Piaski Wielkie is an area of Kraków that is part of Podgórze Duchackie. It is former independent village whose inhabitants traditionally engaged in butchery and meat production. From 1934 until 1941, the settlement had its own gmina. Currently, it is a suburban area dominated by a mix of single-family detached homes and socialist realist estates.

== History ==
Piaski first appeared in documents in 1395, mentioned as Piasek. Initially, they belonged to the parish of Kosocice and were divided into Piaski Małe and Wielkie, later becoming one village. The inhabitants have been engaged in butchery and the production of meat and sausages since the Middle Ages. Taking advantage of the village's location on the route for driving herds of oxen from the south towards Silesia (bypassing Kraków), the inhabitants produced sausages, hams, and bacon seasoned with a special blend of herbs. They sold these products at markets in Kraków, which led to conflicts with the Kraków butchers' guild, to which the people of Piaski did not belong. The butchers from Piaski were called kijacy, from the long sticks they carried, used for carrying sausages, and also as weapons and a sign of belonging to the group of craftsmen. According to legend, the dispute between the sellers from Piaski Wielkie and Kraków was settled by King Kazimierz the Great, who granted the people of Piaski the right to trade in the city. In the 15th and 16th centuries, the kijacy also sold their products on Kazimierz, at Wolnica Square. By virtue of a privilege granted by King Stefan Batory, the kijacy of Piaski became official suppliers of meat to the royal court.

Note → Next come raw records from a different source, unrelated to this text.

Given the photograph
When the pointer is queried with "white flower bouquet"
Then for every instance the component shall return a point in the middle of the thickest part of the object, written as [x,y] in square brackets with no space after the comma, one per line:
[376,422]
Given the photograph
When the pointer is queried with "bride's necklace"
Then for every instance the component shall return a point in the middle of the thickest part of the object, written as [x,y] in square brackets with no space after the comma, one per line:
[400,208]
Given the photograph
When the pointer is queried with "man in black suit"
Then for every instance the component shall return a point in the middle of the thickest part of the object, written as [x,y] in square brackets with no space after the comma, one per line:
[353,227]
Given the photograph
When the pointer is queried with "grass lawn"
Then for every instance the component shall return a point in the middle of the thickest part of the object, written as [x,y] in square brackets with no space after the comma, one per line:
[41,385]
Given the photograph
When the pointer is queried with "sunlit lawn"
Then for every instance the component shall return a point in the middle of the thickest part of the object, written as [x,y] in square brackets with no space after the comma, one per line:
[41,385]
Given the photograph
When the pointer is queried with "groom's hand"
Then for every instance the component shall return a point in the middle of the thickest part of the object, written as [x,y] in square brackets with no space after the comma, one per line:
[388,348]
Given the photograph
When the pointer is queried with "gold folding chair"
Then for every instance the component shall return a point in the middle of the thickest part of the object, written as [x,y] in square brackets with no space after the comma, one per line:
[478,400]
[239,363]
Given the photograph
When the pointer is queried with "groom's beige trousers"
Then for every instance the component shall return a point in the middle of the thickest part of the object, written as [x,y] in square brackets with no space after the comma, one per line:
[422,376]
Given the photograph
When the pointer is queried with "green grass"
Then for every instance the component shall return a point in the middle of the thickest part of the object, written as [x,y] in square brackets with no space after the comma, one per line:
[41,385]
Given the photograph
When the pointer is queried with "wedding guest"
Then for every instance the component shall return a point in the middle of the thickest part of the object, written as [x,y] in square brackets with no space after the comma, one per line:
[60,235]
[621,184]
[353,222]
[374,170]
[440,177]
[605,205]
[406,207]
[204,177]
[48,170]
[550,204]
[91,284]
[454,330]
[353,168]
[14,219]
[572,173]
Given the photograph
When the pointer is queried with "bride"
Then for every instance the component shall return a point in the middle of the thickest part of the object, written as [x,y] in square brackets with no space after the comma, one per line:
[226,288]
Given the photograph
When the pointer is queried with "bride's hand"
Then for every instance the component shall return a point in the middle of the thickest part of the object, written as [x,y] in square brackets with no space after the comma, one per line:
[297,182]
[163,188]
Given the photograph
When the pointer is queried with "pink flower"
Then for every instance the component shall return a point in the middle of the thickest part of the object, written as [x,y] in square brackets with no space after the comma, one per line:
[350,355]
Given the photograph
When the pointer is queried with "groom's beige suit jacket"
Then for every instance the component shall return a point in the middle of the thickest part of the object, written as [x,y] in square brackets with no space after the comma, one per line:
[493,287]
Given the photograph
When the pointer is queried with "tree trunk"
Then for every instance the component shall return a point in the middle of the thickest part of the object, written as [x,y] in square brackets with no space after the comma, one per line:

The craft traditions in Piaski Wielkie developed continuously until the 20th century, becoming a source of prosperity and development for the village. In the early 20th century, the butchers and meat processors of Piaski funded a church and a school. After 1989, the craft traditions in Piaski were revived, and today several enterprises operate here, producing high-quality meat products.

== Location ==
Piaski Wielkie is located about 7 km from the Main Market Square, in a south-eastern direction, bordering to the north with the Wola Duchacka housing estate and the Na Kozłówce housing estate, to the east with Rżąka, to the south with Kosocice and Rajsko, and to the west with Kurdwanów. It is situated on an elevation of 267 meters above sea level called "Czajna." The area of Piaski Wielkie covers about 400 hectares. In the north-western part of this area, on a 25-hectare site, an estate of blocks was built in the 1970s and 1980s, named Piaski Nowe. A tavern once stood on the site of today's church.

== Points of interest ==
- Neo-Gothic church under the invocation of the Sacred Heart of Jesus, built in 1923-27 according to the design of Z. Brzeziński
- Classicist manor, built in the 16th century, rebuilt at the end of the 19th century. Currently, it is used as the "Dwór Staropolski" hotel.
- Municipal Kindergarten No. 33, ul. Rżącka 1
- Monastery of the Sisters of the Capuchin Poor Clares, ul. Rżącka 15, including a parish cemetery

== Sports ==
In 1944, the sports club Orzeł Piaski Wielkie was founded, one of the founders was Rev. Franciszek Dźwigoński. The club was a training ground for the Żelbet Group of the National Army. The pitch was created on land belonging to the church.